GCC’s ARM NEON intrinsics

Clang’s NEON vector types and intrinsics
C++ SIMD libraries like SIMD++

For MVE, the Arm C Language Extension (ACLE) provides C intrinsics that map to MVE instructions. ACLE is supported by Arm Compiler 6 and the GNU Arm Embedded Toolchain.

Performance Comparison

Some key performance differences between NEON and MVE include:

NEON delivers higher peak compute performance given its 128-bit vectors and pipelines designed for high throughput.
However, MVE provides better energy efficiency and performance per watt suited for power constrained devices.

MVE reduces memory bandwidth requirements compared to NEON thanks to its matrix load/store and data reordering instructions.
For machine learning workloads, MVE can provide up to a 4X performance increase over standalone Cortex-M cores.
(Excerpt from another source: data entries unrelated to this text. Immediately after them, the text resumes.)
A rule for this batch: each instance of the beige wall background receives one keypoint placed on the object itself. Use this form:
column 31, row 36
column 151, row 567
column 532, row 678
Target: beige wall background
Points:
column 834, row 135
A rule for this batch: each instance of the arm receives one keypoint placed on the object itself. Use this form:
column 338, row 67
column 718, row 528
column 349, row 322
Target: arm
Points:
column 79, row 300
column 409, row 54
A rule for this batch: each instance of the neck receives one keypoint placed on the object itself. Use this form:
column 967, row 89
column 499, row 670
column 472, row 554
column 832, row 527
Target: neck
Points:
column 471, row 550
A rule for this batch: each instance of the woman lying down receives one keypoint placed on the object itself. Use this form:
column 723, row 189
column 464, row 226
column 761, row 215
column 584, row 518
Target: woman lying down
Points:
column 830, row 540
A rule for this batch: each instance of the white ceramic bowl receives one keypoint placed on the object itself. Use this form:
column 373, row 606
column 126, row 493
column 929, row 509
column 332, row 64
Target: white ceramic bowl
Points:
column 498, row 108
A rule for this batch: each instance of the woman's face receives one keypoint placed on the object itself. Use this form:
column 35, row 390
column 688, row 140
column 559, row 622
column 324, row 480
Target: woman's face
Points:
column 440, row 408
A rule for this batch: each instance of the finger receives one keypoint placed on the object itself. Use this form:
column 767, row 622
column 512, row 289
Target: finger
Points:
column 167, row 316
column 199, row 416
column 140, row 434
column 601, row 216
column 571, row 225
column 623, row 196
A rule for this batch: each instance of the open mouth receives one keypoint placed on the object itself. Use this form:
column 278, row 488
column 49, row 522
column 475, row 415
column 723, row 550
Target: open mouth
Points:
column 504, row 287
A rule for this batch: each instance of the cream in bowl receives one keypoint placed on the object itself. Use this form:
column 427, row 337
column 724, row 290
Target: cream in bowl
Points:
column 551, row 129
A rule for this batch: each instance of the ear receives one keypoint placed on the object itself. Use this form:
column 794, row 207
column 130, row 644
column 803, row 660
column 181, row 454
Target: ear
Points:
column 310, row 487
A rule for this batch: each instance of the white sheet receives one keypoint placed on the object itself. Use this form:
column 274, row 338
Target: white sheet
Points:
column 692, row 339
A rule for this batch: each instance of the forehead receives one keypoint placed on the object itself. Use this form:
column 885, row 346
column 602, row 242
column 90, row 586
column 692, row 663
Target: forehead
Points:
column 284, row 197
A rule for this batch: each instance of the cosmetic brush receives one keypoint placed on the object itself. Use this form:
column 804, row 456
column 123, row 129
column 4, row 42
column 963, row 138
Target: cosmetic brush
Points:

So while NEON has higher absolute performance, MVE is optimized to accelerate machine learning workloads on microcontrollers efficiently.

Conclusion

In summary, the key differences between NEON and MVE are:

NEON is a general purpose SIMD engine while MVE is optimized for ML workloads.
NEON supports a wider range of data types while MVE focuses on low precision integers.

NEON has a much larger instruction set while MVE instructions target ML primitives.
NEON is designed for application processors while MVE targets microcontrollers.

So NEON and MVE complement each other, with NEON handling high performance media workloads and MVE accelerating machine learning on embedded devices. Both continue to evolve with enhancements like MVE2 to drive improved performance and efficiency across a diverse range of ARM-based systems.